1. Light Up Chinatown
September 11 & 12
This outdoor festival is a celebration of the arts, culture and food of Chinatown, and the schedule is packed with tasty performance and even tastier eats. The "Taste of Chinatown" component of the festival includes Peking duck croissants from Chinatown BBQ and Beaucoup Bakery (pictured), late night dim sum from Kam Wai Dim Sum and The Keefer Yard and a multi-course Cantonese dinner paired with organic wines from Jade Dynasty and Juice Bar.
When: Saturday September 11 and Sunday September 12
Where: 500-Block Columbia St, 100-Block Pender St and neighbouring streets
Cost: Free admission
More Info: chinatownfoundation.com
2. Neighbourhood Patio Pop-Up
September 10 to 18
In addition to live music, food trucks and natural wines from Dachi, this pop-up patio has an interesting interactive component: submit a photo of yourself in advance and local artist Paige Jung will incorporate it into the mural she'll be painting live on site. $2 from every drink sale goes to Creative BC's Pathways Program, which helps out the film workforce here in Hollywood North.
3. Gateway Theatre's Songs of Summer
In the conclusion to their outdoor concert series, Richmond’s Gateway Theatre is spotlighting dynamic duo Krystle Dos Santos and Steffanie Davis. Their upbeat contemporary funk and soul is the perfect mood booster for the greyer days ahead.
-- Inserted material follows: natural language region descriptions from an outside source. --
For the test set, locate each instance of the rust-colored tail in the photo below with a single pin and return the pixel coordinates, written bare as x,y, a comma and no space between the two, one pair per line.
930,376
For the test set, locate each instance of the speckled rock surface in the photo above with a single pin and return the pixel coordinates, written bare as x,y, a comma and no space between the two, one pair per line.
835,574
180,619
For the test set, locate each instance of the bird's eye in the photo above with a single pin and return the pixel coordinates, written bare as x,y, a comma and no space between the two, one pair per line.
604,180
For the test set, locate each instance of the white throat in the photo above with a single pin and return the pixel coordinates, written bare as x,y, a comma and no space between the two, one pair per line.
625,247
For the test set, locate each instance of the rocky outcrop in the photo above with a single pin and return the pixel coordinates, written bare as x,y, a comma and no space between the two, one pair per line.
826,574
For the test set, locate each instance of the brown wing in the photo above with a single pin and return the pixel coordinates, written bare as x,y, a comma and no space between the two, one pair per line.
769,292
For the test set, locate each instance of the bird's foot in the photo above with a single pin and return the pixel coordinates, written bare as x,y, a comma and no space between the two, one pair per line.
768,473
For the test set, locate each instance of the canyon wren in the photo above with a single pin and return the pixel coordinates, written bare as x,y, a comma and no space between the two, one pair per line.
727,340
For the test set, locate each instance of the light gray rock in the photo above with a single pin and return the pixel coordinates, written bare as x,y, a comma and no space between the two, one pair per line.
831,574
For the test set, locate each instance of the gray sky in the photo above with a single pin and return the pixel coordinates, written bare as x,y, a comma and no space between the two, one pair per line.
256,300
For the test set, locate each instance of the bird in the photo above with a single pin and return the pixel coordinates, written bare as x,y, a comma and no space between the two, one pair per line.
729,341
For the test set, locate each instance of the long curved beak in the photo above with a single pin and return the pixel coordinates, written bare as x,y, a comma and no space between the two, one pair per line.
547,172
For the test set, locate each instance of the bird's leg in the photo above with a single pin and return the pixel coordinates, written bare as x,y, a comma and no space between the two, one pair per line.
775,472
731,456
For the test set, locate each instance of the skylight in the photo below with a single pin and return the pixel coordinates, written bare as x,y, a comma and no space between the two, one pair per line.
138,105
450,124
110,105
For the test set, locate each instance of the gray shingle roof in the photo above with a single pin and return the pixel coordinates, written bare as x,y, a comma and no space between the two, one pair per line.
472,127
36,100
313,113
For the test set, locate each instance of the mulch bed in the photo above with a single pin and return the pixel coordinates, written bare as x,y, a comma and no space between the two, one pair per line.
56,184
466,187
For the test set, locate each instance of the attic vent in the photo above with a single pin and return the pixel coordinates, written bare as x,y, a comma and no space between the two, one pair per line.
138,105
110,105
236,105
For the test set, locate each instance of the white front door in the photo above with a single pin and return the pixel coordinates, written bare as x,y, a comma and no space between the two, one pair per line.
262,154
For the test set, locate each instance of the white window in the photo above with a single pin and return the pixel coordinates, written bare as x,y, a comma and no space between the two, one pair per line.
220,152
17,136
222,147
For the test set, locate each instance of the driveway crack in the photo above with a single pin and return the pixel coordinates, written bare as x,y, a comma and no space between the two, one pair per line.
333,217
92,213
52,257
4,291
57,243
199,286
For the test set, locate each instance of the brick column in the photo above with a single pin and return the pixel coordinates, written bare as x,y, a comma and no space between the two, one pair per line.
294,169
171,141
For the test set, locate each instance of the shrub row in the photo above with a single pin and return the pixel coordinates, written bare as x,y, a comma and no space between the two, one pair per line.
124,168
4. Paul Wong's Occupying Chinatown Book Launch
This gorgeous new hardcover book is full of artist Paul Wong's major works, and it's over half a century in the making. His art is largely inspired by 900 letters he sent to his mother, Suk-Fong Wong, over 65 years, and explores the Chinese-Canadian journey in Vancouver. The launch is free to attend, and you can pick up a copy of the book for $60 (it's regularly $80).
5. A Practice in Gestures
September 10 to November 7
The newest exhibition at Richmond Art Gallery takes the invisible labour of domestic practices ("women's work" for the old-fashioned) and makes it visible. Artists Farheen HaQ, Deborah Koenker, Bev Koski, Mitra Mahmoodi, Bettina Matzkuhn and Barbara Zeigler use beading, ceramics, embriodery and more to illustrate how traditional practices can be used to process trauma and build resiliency—shedding some light on some very underrated work.